Visual Analytics
An Interview with Christopher Westphal
Visual Analytics provides an analytical solution called Data Clarity® which can be implemented quickly and tailored to the needs of specific investigation teams within an organization. The system federates information from a variety of sources, and it provides a point-and-click solution which gets users up and running without the lengthy and complex installation and configuration processes some systems require. After listening to Chris Westphal’s compelling presentation at a recent intelligence conference, I was able to get him to agree to an interview about his firm’s approach to analytics. The full text of the interview appears below. |
What information challenges does the company seek to resolve for its clients?
Visual Analytics Inc. (VAI) is a privately-held company based in the Washington, DC metropolitan area providing proactive analytical, decision support, and information sharing solutions in commercial and government marketplaces throughout the world for investigating money laundering, financial crimes, narcotics, terrorism, border security, embezzlement, and fraud.
In 1998, Visual Analytics founders and executive team saw a significant need within the intelligence, law enforcement and commercial communities to find better ways to access, share, analyze, and report on their data.
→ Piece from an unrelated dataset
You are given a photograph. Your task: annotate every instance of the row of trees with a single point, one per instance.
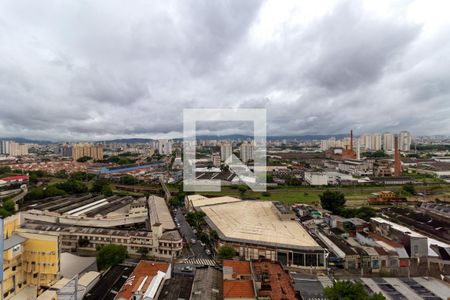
(8, 208)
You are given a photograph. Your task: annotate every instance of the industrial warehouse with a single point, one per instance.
(260, 229)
Today, VAI's tools are delivering unprecedented results to the analytical community and satisfying their need for better, faster, and cheaper alternatives for data analysis and investigative support.
In a nutshell, (VAI) develops technologies to discover patterns, trends, anomalies, and inconsistencies in data to help improve the fundamental core processes associated with organizations, businesses, and government operations. Using a data-centric framework enables our systems to elevate insight, expand knowledge, measure risk, and continually identify opportunities to implement change. VAI is focused on exploiting and harmonizing big data using a unique federated access model to deliver contextual analytics while remaining agile, adaptable, and scalable to aggregate high-quality content. VAI’s systems and interfaces augmented with data form the foundation for innovative breakthroughs to deliver the next generation of disruptive analytical and information sharing technologies.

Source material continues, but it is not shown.